Technology should not strip us off our ‘human’ ability to survive and thrive independently. We should not be enslaved by our own inventions. Let's think about children and re-think our approaches in upbringing and nurturing them at this digital era.
I recently observed with abysmal shock when, while at a community dialogue, an event which brought people from across Africa, a participant pushed through the day without eating a buffet organised by community members because there were no cutleries to use, and had never used bare hands to eat before. As part of the organising team, it was shameful as such peculiarity caught us off-guard despite prior pre-travel briefing. Perhaps the participant feared likely reprimand to have carried personal cutleries and or ask for one.
Technology is here to stay and it’s slowly and painfully robbing us off abilities to function without them. Perhaps you have a friend, family member, neighbour, or colleague who types over 40 words per minute on computer but takes an hour to write an A4 full page using pen and paper. Increasingly, we see people; a) unable to prepare rice without a rice cooker, b) from childhood have been using washing machine, and d) have difficulties using pit latrines because they are used to sitting pan ceramic toilet systems. We can’t deny the fact that some people are born and raised in fairly ‘privileged’ environments. Nonetheless, one can imagine the shock of having to adjust in the event of a temporary visit to friends or relatives without such facilities.

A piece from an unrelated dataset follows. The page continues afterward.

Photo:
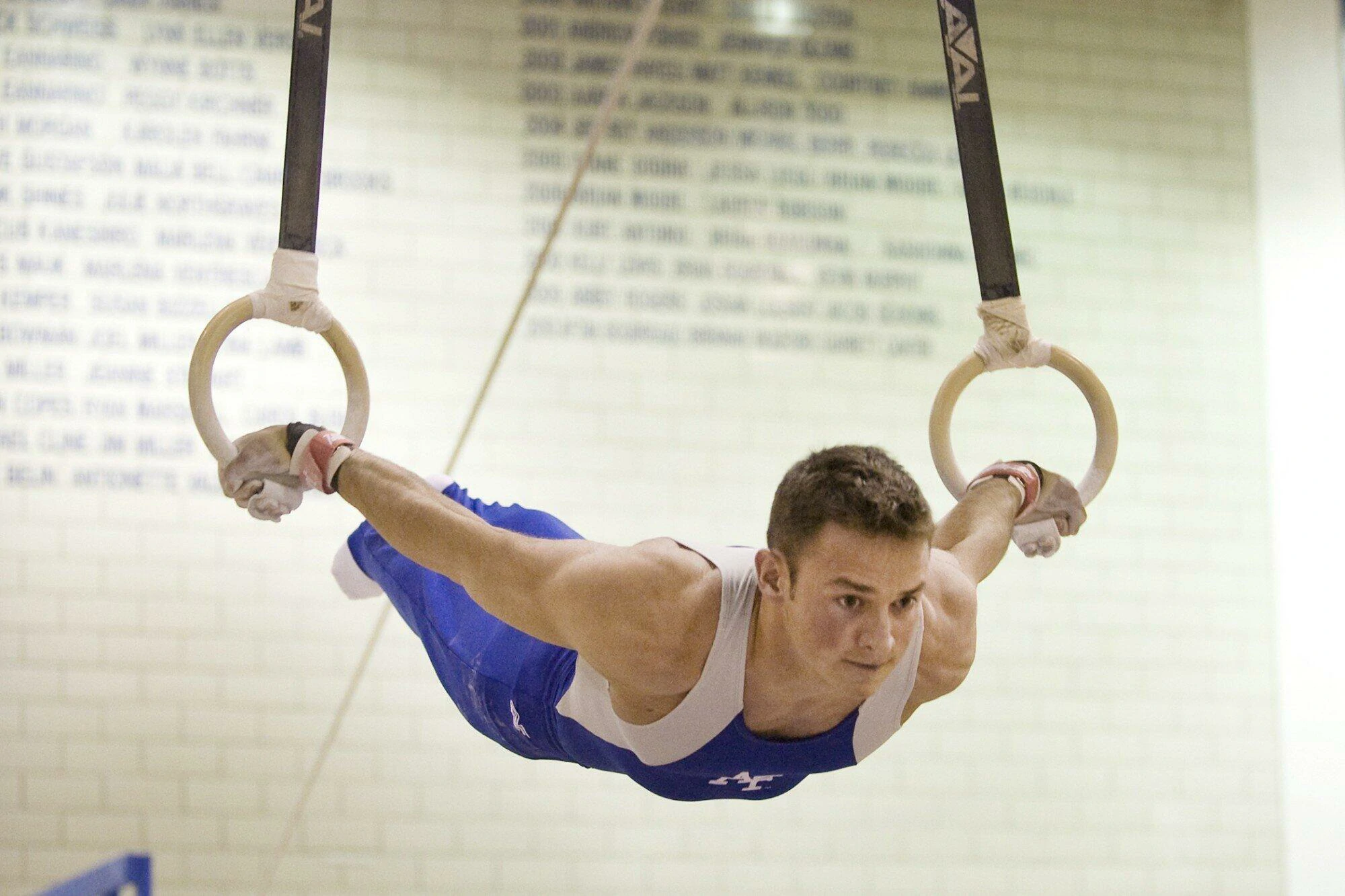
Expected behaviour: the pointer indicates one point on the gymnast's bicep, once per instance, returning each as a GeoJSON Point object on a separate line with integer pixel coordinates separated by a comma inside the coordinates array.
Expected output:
{"type": "Point", "coordinates": [603, 600]}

Perhaps you have observed children struggling to adjust to new homes upon unfortunate demise of their parents. Like me, I’m certain you have also heard or observed with empathy, people who due to life uncertainties fall off from ‘grace to grass’, and with numerous examples of previously ‘powerful people’ who suddenly lost their anchors and fame and as such, had to physically relocate from inner rings of the city to hard-to-reach villages, and were relegated from posh cars to footing, mansions to small suites, and air-conditioned office/room to grass thatched huts with uncompromising rats, generous mosquitoes, and severe deprivation.
Of what value is it to ‘pump’ our lads and lasses with unlimited and unregulated Internet bundles, television series, computer games, but not create time and space to teach them life skills, self-help strategies, and survival techniques especially when confronted with extreme and undesirable life-demanding circumstances? How about our contribution in ‘pumping’ children with implausible doses of ice creams and chocolates? What does this say about parenting styles at a time when adults are struggling with daily stressors of managing contemporary families, and all they can do is labour even harder to protect, educate, and defend their children to the best of their abilities? I’m neither discrediting ice creams and chocolates nor discouraging their intake. If any, I’m a great fan of both especially as part of my regular downtown weekend drives.

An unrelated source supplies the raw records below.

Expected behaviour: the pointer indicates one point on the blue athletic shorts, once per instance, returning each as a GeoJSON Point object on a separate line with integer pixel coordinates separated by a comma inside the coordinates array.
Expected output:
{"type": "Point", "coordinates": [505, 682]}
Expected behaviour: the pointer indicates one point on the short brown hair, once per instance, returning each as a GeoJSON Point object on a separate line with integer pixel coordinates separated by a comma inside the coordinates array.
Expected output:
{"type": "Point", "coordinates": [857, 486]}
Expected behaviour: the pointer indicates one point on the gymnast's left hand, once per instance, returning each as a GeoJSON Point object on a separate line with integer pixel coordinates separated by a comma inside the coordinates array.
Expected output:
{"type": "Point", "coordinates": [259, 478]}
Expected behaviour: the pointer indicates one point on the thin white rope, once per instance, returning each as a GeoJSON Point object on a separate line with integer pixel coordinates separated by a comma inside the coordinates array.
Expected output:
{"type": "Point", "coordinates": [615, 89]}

Indeed, modern day lives have been ‘eased’ with inventions of infrared rays remote-supported machines. I’m certain you resonate with me in celebrating the brains behind these technologies and people who ushered us into an era where we watch with amusement as cloths spin inside a machine washer through to the dryer. I cannot imagine how else life would look like without a hoover, dish washer, deep fryer, microwaves ovens, gas and electric cookers, echo friendly refrigerators, Wi-Fi enabled smart HD televisions, and 5D cinema technology among others – all of which makes the twenty first century a much better era for humankind.
However, these ‘beautiful’ inventions continue to have stern tolls on us, and more so on children. While investigations continue on what these electronics do to our physics and psych, let’s mull-over how they both enable and deprive us in equal measures, what they give and take from us, and whether the joy and satisfaction of their usage is commensurate to the degree of damage and why we should be concerned about the health of our current and future generations, and the need to entertain conversations on self regulations but also educate young ones on the potential dangers of addiction to certain equipment.
As concerned adults who desire to leave this world a better place for young people, we ought to keep both eyes open on the likely long-term implications of the decisions we make on behalf of children and the kinds of adults we want to nurture them into as custodians of the future. As for cutleries, they are both attractive and fancy to use but we also need to skill children to use their hands to eat – anyhow, studies have demonstrated its physical and cognitive value.
I implore you to conduct self and family audits including assessing your children’s abilities to wash dishes, mop, wash their own pants, as well as the hours spent seated operating electronic devices. Studies have shown that an average person spends four years of their life looking down on their cell phones. It’s vital to plan and organise the best for our children but it’s equally crucial that we prepare them to walk through worse case scenarios of life in difficult times of life – for which they do come.
Technology should not strip us off our ‘human’ ability to survive and thrive independently. Above all, we shouldn’t be enslaved by our own inventions. Whether or not you have a family or children, may this piece re-awaken our thoughts on children’s upbringing and rekindle our conscience in shaping the future for younger generations, and towards the ideal environment with which we all wish to happily retire in the evening hours of our natural lives. I’m not a ranting unemployed youth. It’s not poverty compelling me to write, I’m not asking readers to stop stocking technology ‘goodies’. I also fancy contemporary ‘good life’ and therefore not insinuating regression to old school hassles. Rather, I’m a concern citizen and I hope you join me in fighting dependency on technology.